Churches and Their History with Slavery

Historian John Fea recently pointed out an article in the New York Time about how one Rhode Island Church is coming to grips with their past history of slavery.

We cannot gloss over our past nor can we replace it but we can, and should learn from it and provide the ability for others to do the same.

Here is a little sample from the article and link to the entire piece.  It is well worth the read.

PROVIDENCE, R.I. — One of the darkest chapters of Rhode Island history involved the state’s pre-eminence in the slave trade, beginning in the 1700s. More than half of the slaving voyages from the United States left from ports in Providence, Newport and Bristol — so many, and so contrary to the popular image of slavery as primarily a scourge of the South, that Rhode Island has been called “the Deep North.”

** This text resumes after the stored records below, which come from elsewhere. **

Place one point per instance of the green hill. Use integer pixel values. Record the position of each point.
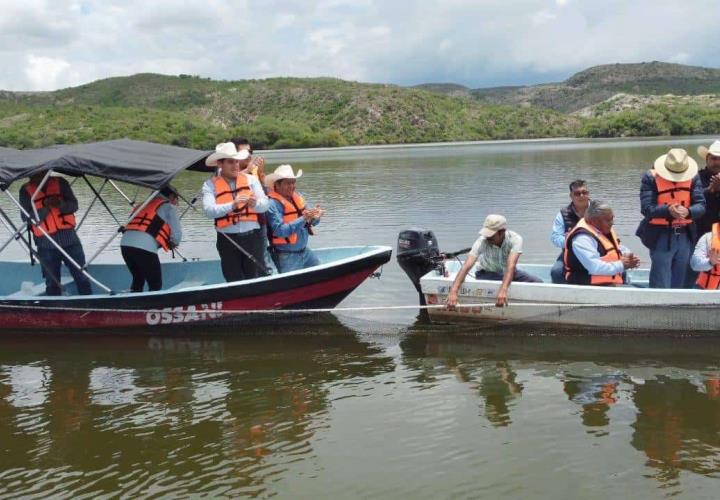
(605, 101)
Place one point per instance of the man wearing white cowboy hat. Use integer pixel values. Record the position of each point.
(233, 200)
(671, 199)
(290, 221)
(710, 179)
(496, 253)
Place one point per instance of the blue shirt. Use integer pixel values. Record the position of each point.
(215, 210)
(281, 230)
(586, 250)
(144, 241)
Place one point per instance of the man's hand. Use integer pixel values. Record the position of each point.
(451, 301)
(51, 201)
(714, 257)
(678, 211)
(501, 299)
(629, 260)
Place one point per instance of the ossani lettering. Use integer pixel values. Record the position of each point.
(183, 314)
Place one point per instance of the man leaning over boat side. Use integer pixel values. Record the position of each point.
(157, 225)
(56, 205)
(593, 254)
(566, 219)
(671, 199)
(496, 253)
(290, 221)
(234, 200)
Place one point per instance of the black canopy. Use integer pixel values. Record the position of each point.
(137, 162)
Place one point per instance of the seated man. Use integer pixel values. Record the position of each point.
(593, 254)
(496, 252)
(706, 260)
(157, 225)
(290, 222)
(564, 222)
(56, 205)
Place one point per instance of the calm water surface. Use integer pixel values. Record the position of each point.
(382, 404)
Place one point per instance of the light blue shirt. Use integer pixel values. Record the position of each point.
(557, 237)
(144, 241)
(281, 230)
(586, 250)
(700, 261)
(214, 210)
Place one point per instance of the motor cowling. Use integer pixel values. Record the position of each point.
(417, 254)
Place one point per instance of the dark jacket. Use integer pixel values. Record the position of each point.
(651, 235)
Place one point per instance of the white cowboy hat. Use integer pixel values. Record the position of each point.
(493, 224)
(226, 150)
(282, 172)
(676, 166)
(714, 150)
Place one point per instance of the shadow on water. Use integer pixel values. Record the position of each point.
(662, 391)
(216, 414)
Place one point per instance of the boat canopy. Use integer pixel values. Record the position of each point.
(136, 162)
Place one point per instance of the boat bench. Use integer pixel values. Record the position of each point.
(37, 288)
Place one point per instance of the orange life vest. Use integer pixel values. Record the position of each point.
(609, 249)
(672, 193)
(54, 221)
(710, 280)
(223, 194)
(148, 221)
(292, 210)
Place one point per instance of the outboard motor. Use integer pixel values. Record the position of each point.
(418, 253)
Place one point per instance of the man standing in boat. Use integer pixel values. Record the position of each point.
(566, 219)
(671, 199)
(290, 221)
(496, 253)
(234, 200)
(593, 254)
(55, 206)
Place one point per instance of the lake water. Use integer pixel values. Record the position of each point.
(380, 404)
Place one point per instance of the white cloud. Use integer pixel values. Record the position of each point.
(414, 41)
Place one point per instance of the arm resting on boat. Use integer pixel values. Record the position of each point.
(700, 260)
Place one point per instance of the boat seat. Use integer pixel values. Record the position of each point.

That history will soon become more prominent as the Episcopal diocese here, which was steeped in the trans-Atlantic slave trade, establishes a museum dedicated to telling that story, the first in the country to do so, according to scholars.

Many of the shipbuilders, captains and financiers of those slaving voyages were Episcopalians. The church, like many others in its day, supported slavery and profited from it even after the trans-Atlantic slave trade was outlawed and slavery had been banned in the state. Among the most notable Episcopalian slaveholders were Thomas Jefferson, who was active for some time in the church, and George Washington.